L’Anci di Firenze presenta un’alternativa alla vecchia rete in rame di Telecom Italia. Le Reti del futuro, convegno tenutosi oggi a Perugia, presenta l’idea di una società pubblica della rete telefonica per sviluppare infrastrutture da mettere a disposizione degli operatori privati dei servizi, su un piano di assoluta parità di condizioni d’accesso.

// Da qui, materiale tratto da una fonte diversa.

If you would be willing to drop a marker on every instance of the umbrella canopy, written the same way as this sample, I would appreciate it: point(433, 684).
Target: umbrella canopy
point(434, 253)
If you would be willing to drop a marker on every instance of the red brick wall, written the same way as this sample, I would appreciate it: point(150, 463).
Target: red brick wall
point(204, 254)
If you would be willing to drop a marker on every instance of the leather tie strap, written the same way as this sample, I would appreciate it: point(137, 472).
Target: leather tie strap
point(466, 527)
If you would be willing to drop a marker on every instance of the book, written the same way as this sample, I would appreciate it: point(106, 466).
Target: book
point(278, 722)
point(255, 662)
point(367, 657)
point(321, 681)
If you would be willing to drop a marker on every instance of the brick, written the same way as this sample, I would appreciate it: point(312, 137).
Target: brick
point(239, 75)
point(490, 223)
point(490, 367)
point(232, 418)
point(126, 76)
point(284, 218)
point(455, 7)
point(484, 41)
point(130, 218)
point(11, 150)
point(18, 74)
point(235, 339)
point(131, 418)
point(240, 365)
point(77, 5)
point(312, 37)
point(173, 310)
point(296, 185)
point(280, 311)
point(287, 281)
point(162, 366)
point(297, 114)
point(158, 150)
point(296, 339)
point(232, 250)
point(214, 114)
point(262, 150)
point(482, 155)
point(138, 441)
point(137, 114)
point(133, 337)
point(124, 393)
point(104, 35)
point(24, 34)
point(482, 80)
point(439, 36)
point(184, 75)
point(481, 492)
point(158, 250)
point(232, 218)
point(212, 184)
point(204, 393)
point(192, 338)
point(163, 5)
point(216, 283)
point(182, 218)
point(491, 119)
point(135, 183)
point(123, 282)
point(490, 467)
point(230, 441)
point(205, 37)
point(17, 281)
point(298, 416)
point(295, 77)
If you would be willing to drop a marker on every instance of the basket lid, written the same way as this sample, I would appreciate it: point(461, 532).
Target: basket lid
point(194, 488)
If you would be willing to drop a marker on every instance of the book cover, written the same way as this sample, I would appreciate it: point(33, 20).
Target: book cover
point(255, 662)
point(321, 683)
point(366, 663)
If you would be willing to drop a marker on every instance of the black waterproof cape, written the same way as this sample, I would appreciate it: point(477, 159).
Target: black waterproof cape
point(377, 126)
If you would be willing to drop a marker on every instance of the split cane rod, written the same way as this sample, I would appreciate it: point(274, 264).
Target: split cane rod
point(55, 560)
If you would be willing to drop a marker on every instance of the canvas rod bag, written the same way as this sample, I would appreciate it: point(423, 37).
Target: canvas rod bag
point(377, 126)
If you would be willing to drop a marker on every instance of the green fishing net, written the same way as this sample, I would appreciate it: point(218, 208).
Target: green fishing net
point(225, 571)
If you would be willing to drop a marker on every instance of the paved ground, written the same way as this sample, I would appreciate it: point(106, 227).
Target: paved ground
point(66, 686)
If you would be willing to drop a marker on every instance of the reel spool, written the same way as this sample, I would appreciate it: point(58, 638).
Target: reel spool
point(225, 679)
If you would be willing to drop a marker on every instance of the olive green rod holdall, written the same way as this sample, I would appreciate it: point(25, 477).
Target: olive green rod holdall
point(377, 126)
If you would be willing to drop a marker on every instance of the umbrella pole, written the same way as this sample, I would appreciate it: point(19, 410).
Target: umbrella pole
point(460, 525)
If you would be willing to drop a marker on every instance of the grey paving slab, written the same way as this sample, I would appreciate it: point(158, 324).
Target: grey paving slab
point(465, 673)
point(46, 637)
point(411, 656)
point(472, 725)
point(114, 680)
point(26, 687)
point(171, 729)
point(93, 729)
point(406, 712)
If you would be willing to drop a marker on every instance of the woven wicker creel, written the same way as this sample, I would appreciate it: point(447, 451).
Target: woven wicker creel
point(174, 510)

Invece di spendere una cifra fra 8-16 miliardi di euro per lo scorporo dell’infrastrastruttura in rame di Telecom Italia, sul cui destino è fitta nebbia,  l’Anci  Toscana propone di censire tutte le reti sul territorio italiano. Da quelle realizzate da multiutility locali fino a quelle create da joint venture pubblico-private Agesnet, PubliNet o ConsiagNet, senza dimenticare quelle delle condotte idriche, elettriche e fognarie, da sfruttare per il passaggio dei cavi in fibra.

Sfruttando le infrastrutture pubbliche già esistenti e la “concomitanza di scavo”, l’Anci Toscana propone un censimento e un piano di cablaggio in fibra, tutto finanziabile. Il futuro delle Reti rappresenta un investimento nelle piccole e medie imprese italiane (PMI), he rappresentano la spina dorsale dell’economia italiana.

L’assessore regionale Vinti ha ricordato come l’”Umbria è una delle poche regioni italiane che ha applicato l’agenda digitale”; “Superare il divario tecnologico fattivo e culturale e affermare l’accesso a internet come nuovo diritto e la concorrenza non deve andare a discapito degli interessi dei cittadini”  ha concluso Vinti.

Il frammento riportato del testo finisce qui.